I wasn't able to reproduce the issue, and as of the code, when an error occurs the loop continues creating a new watcher for the resource at the apiserver.

However, the issue that you mention can happen if reaching the apiserver fails at the first try, which seems to be the issue you are hitting.

I'm not sure what is the take of beats or metricbeat in this case.

It looks like metricbeat try not to exit if it can cope with whatever issue, unless it is a wrong formated config, or elasticsearch/kibana non reachable.
On kubernetes autodiscover it looks like if it fails the first time to do the initial sync it will fail and wont retry. Once the initial sync is done, the watch loop will be error tolerant as it will respawn a new watcher.

@exekias do you know yourself, or know who to ask if this is the intended behaviour?

odacremolbap on 31 Jul 2019

I would say that's the right behavior? If we cannot connect to API server in the first try this may be a missconfiguration, We could keep retrying at the risk of the user not noticing about the issue.

In the other hand, if config is good but the API server is down for whatever reason, the beat will die. But it will probably be rescheduled until connection works?

exekias on 31 Jul 2019

not sure if I follow.
If current behaviour is the right one, be aware that #13051 is changing it (I was testing it when it got merged)

Anycase, @rickardp as of the referenced merge your problems should be solved, it should be shipped at the next release.

odacremolbap on 31 Jul 2019

You are right! I think we can close this then

exekias on 31 Jul 2019

Yes, this happened when it couldn't contact the API server the first time. I did not observe what happened when it was successful and later failed, but it is indeed possible it recovers in that case.

Good to hear it's solved then! A full restart of the nodes took care of the i/o timeout issue. The joy of Azure AKS :/

rickardp on 31 Jul 2019

👍1

Can I suggest an exponential backoff? That seems to be the strategy with connection failures to elasticsearch.

prestonvanloon on 1 Oct 2019

❤1 👍1

Hi @prestonvanloon,

Thanks for the input, we updated the behavior by moving the official k8s client here: https://github.com/elastic/beats/pull/13051, we do a lazy start now so any temporal error should make the client retry, with the backoff.

exekias on 2 Oct 2019

@exekias I am seeing the same behavior as @prestonvanloon when using filebeat 7.4 with Istio.
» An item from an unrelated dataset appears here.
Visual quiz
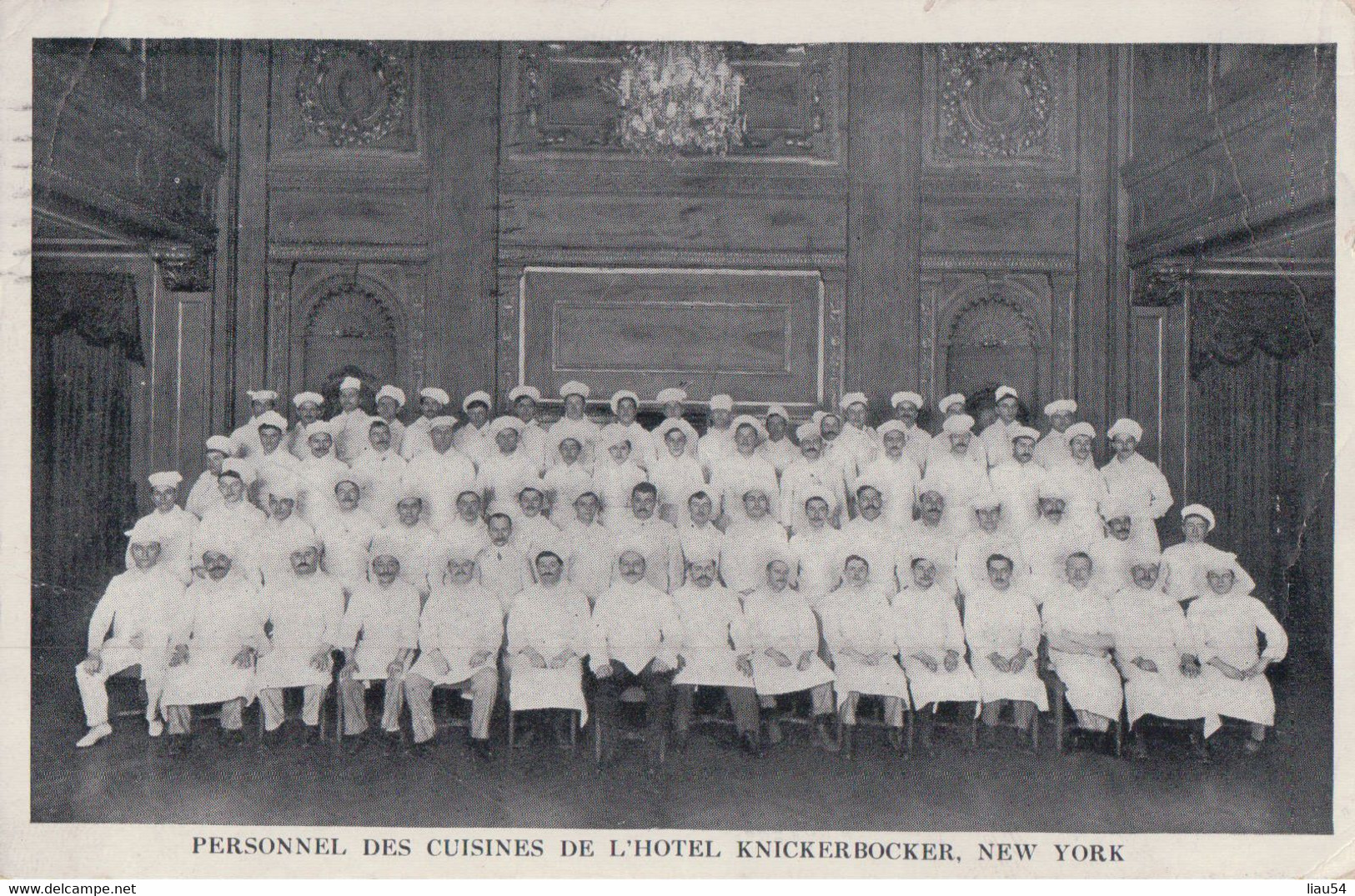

Filebeat starts before the side car and the k8s client never recovers. As a result I never get any of the kubernetes meta data with the container logs. I overroad the entry point to the filebeat DaemonSet prefixing a short sleep which allowed for the client to start successfully.
- command: ["/bin/sh", "-c"] args: - sleep 10s; /usr/local/bin/docker-entrypoint -e -E http.enabled=true;
Do you have any better suggestions to workaround this issue? Is the fix describe in version 7.4.1?